Konya’nın en güzel yeri neresi diye sorsalar düşünmeden ‘Sille’ derim…

Oraya giderken asfalt bir yoldan değil de sanki zaman tünelinden geçiyorsunuz… Şehir Merkezine  birkaç kilometre uzaklıkta ama sanki başka bir şehir…

Tarih, doğa, su, yokuş... Her şey var…  

Selçuklu Belediye Başkanı Uğur İbrahim Altay bu değerli hazineyi en iyi şekilde değerlendirmek için yürüttüğü projelerle Sille’yi adeta yeniden inşa etti… Etmeye de devam ediyor…

Birkaç küçük rütuş ve iyi bir tanıtımla Mevlana Müzesinden bile daha fazla turist çekmesi içten bile değil…

Bu küçük girizgahın sebebi ise malum; Sille Barajı’nın yeni yüzü… Basın mensuplarıyla birazda macera dolu bir gezi düzenledi Baraj’a Başkan Altay…

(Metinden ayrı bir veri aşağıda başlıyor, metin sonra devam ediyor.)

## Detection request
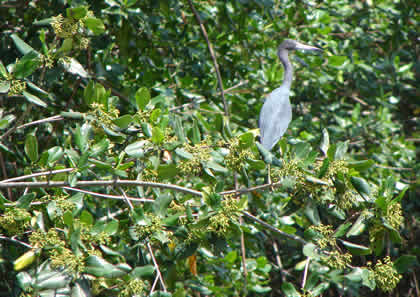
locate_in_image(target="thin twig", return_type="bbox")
[188,0,229,116]
[302,257,311,290]
[242,211,308,244]
[149,274,160,296]
[218,182,282,196]
[0,151,13,200]
[374,164,413,171]
[233,172,248,286]
[0,104,32,140]
[0,168,76,183]
[0,235,32,249]
[225,80,249,94]
[17,115,64,129]
[0,179,203,197]
[63,187,155,202]
[169,99,206,111]
[119,187,134,211]
[0,180,307,244]
[146,243,166,292]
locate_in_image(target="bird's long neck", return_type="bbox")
[277,49,293,89]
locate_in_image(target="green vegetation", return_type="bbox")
[0,0,420,297]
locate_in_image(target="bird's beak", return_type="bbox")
[295,42,322,51]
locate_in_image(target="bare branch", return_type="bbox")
[63,187,155,202]
[302,257,311,289]
[188,0,229,116]
[17,115,64,129]
[242,211,308,244]
[0,168,76,183]
[0,179,203,197]
[146,243,166,292]
[0,235,33,249]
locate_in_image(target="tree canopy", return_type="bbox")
[0,0,420,297]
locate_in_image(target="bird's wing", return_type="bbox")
[259,88,292,150]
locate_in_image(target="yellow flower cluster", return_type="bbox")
[370,256,402,292]
[177,137,211,176]
[225,138,253,171]
[324,250,352,269]
[7,79,26,96]
[118,279,146,297]
[0,208,31,235]
[135,214,163,239]
[309,224,336,249]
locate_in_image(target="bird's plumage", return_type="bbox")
[258,39,320,150]
[259,87,292,150]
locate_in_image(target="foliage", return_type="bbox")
[0,0,420,296]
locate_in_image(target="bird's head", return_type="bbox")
[278,39,322,51]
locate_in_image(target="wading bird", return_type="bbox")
[259,39,322,151]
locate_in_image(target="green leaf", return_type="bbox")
[80,210,93,226]
[61,58,89,78]
[10,34,39,55]
[255,142,283,167]
[304,203,321,226]
[74,123,92,153]
[175,148,194,160]
[47,146,64,165]
[130,265,155,279]
[328,56,348,67]
[22,91,47,107]
[136,87,150,110]
[281,282,300,297]
[350,176,370,199]
[0,80,10,94]
[16,193,35,209]
[157,164,178,179]
[0,61,9,79]
[305,175,330,186]
[113,114,133,129]
[153,194,173,216]
[33,271,71,290]
[334,141,349,160]
[86,256,129,278]
[25,134,38,162]
[83,17,105,35]
[152,126,165,145]
[320,128,330,156]
[347,160,375,172]
[340,240,372,256]
[0,114,16,129]
[25,79,48,96]
[303,243,318,258]
[13,52,41,79]
[66,6,88,20]
[104,221,119,235]
[239,132,254,149]
[334,222,353,238]
[124,140,150,158]
[318,158,330,178]
[150,108,162,123]
[346,213,372,237]
[13,249,36,271]
[72,279,92,297]
[394,255,418,274]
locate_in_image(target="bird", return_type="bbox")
[258,39,322,151]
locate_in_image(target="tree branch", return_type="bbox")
[0,179,203,197]
[188,0,229,116]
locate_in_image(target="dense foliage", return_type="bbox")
[0,0,420,297]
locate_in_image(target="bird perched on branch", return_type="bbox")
[259,39,322,151]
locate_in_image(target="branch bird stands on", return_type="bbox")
[259,39,322,151]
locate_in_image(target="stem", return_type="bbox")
[188,0,229,116]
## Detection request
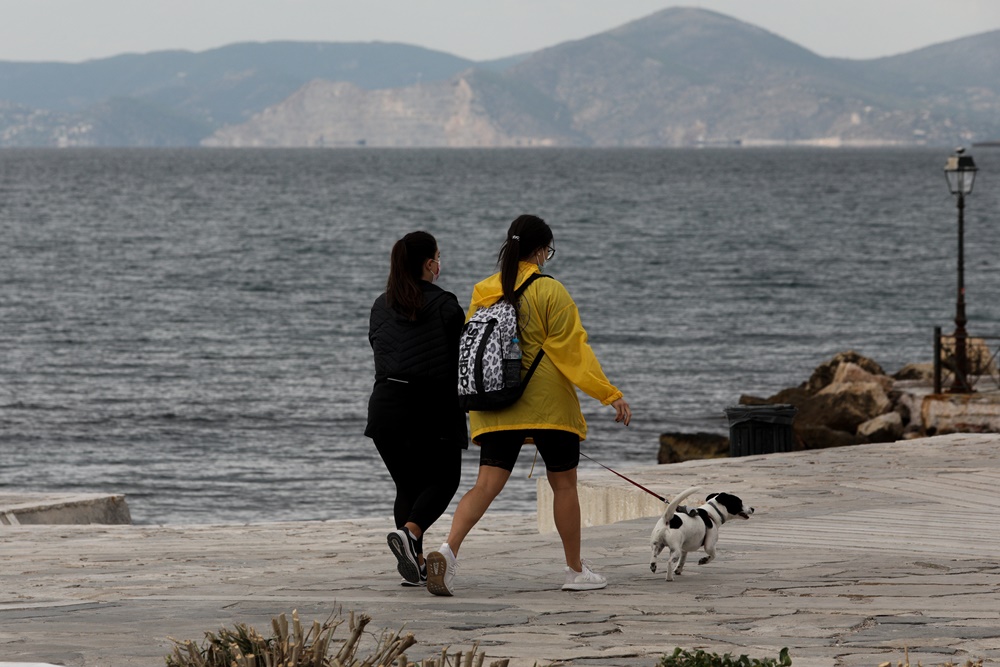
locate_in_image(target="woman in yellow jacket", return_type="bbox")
[427,215,632,595]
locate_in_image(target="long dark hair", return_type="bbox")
[497,214,552,309]
[385,232,437,321]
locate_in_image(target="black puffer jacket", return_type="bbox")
[365,281,468,448]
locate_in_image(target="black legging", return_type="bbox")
[375,436,462,553]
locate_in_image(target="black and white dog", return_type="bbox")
[649,486,753,581]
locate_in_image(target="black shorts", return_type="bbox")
[476,429,580,472]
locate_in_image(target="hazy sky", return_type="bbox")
[0,0,1000,62]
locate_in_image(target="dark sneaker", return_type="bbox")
[385,529,421,586]
[427,551,458,597]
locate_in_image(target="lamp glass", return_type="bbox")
[944,155,978,195]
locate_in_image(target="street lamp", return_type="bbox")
[944,148,977,394]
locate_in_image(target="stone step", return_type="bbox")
[0,493,132,526]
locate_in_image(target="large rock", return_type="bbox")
[805,350,885,394]
[892,363,934,382]
[656,433,729,463]
[808,382,892,433]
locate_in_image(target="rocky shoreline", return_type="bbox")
[657,350,993,463]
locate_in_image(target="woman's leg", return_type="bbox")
[546,468,583,572]
[406,441,462,542]
[447,465,511,556]
[375,438,419,537]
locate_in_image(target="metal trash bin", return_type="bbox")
[726,403,798,456]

Kısaca; Özlemişiz o muhteşem manzarayı… Başkaları için çok bir şey ifade etmeyebilir ama Konyalı için o su bambaşka duygular ifade ediyor...

Yeni yatırımlarla da şimdi orası eskisinden çok daha fazla güzel. Devam edecekmiş yatırımlar. Önümüzdeki yılın Mayısına kadar. Açılışta o zaman.

Ama Konyalıya bir sezon daha kaybettirmemek için yatırımların tamamlanması beklemenden gölü Konya’nın hizmetine sunmuş. İyi de bir düşünce olmuş… Gelen mesajlardan belli, mutlu herkes… Konyalılar yazın son günlerinde piknik yapabileceği, misafirlerini götürebileceği, suya hasretini gidereceği, hiç biri olmasa bile dümdüz ovada yürümekten sıkıldığı zamanlarda yokuş çıkabileceği bir yer kazandı, bu başlangıçla…

Ve ayrıntılar; 

“Konya’ya deniz geldi” ifadesi neden bu kadar sıklıkla ifade edildi bilmiyorum. Gölü zaten vardı. Sahil kumsalda zaten yok… Slogan oturmamış sanki…

Ağaçlandırma için yoğun emek sarf edilmiş. En önemli eksik o çünkü. Dikilen fidanlar büyüdükçe açığı kapatacak belki amaşimdilik istenilen kadar değil. En büyük arzumuz gölün çevresinin koca bir orman olması…

Bir de bu basın toplantısı vesilesiyle küçük bir uyarı, herkese;

Çünkü her toplantıda o aynı sahne yaşanıyor.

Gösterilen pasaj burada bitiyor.